We waited for my big moment on screen and missed it. I rewound to the scene I knew I should be in, and we watched it again…and rewound again and again without result until my niece called and said she saw me! Now knowing where to look, I was successful and found I was on for one whole second. If you concentrate on that first scene when McGraw’s character rides into town on his wagon, you’ll find my head popping up over the mule’s rear end just before the scene cuts.
But that wasn’t why I was there. It was research, and that’s what writers need to do. I wrote several weeks back about going on location to find out what a particular place looks, sounds, and smells like, instead of simply Googling information. But this is different.
It was hands-on like the time a few years ago when John Gilstrap and I trained with the Florida State SWAT team for several days, even riding along on an arrest warrant and later acting as the “bad guys” in live action shoots. It was invaluable and what I learned that week made its way into some of my novels.
I also learned that you will lose if you go up against any SWAT team.
It might not be possible for authors to immerse themselves in all the scenes or situations they write about, however you can take courses on wilderness survival, or sailing for example. Learn to fly, travel to those places in your manuscript, or ride along with police officers.
Time machines aren’t here yet, so I couldn’t go back to the year 1883, but I experienced a fictional version of what it was like to live in that time. Despite the artificial nature of my experience, I had no idea how dusty and gritty a real old west street could be. I dug dirt out of my ears for two days.

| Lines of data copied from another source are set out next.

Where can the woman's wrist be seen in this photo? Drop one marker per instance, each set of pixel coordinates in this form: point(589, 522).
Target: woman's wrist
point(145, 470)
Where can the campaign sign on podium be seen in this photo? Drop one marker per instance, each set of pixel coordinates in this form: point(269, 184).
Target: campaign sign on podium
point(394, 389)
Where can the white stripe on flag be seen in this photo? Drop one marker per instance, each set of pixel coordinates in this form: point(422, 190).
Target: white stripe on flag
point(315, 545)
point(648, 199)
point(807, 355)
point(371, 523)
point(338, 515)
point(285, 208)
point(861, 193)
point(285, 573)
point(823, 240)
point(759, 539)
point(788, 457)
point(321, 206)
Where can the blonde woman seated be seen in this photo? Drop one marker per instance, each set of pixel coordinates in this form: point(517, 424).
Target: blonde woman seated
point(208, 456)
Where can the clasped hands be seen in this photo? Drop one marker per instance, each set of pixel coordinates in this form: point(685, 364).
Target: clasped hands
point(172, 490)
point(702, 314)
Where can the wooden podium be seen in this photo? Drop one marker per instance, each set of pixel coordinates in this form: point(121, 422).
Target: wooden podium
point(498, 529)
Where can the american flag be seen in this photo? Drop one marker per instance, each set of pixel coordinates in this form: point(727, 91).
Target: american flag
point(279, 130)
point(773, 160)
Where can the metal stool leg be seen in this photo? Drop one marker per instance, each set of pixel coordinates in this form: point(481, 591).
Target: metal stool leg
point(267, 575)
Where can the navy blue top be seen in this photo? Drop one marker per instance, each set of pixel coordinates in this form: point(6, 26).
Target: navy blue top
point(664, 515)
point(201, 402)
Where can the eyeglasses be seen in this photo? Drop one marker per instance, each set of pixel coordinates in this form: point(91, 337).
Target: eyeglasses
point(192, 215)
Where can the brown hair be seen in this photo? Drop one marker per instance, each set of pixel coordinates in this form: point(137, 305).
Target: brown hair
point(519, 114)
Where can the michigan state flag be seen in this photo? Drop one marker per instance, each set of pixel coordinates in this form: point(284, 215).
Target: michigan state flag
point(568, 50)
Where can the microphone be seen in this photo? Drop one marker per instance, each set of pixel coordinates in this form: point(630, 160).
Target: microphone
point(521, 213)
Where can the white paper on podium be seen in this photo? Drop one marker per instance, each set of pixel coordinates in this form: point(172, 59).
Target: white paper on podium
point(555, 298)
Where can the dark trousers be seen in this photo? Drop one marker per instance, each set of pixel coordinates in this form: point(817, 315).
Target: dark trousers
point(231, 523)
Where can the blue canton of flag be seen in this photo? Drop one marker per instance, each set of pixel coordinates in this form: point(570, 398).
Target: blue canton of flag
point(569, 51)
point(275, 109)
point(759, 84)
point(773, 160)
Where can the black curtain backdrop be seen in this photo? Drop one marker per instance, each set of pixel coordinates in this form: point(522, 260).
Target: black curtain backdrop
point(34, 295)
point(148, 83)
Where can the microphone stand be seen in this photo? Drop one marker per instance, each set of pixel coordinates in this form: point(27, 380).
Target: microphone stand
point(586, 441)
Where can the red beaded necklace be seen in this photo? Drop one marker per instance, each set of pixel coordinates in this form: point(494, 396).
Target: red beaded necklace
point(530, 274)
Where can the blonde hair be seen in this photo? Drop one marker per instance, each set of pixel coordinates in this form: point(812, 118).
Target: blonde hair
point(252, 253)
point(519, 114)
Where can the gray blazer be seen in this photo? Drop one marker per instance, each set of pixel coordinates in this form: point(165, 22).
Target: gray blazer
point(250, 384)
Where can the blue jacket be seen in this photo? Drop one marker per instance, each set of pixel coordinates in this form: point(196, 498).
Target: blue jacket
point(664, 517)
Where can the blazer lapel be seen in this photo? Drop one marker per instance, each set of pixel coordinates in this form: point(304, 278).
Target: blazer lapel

Though I have intimate knowledge of the odors exuded by horses, goats, and mules, I didn’t know what 700 sweaty people would smell like at the end of a two day shoot when our damp clothes couldn’t be washed.
Little details from that shoot will likely appear in a future novel. For example, did you know that oysters were common in those boom towns? Folks gulped them down by the dozens, and where did those shells go? Dumped out in the street where they turned rancid and drew flies. How did I learn that? Because the prop department did their research and brought in fresh oyster shells to rot in the sun and draw more flies to the set, thus adding to the realism they needed.
So if you have the opportunity to live in that region, or location, or to participate in activities that will add to the realism of your novel, grab onto it and hang on!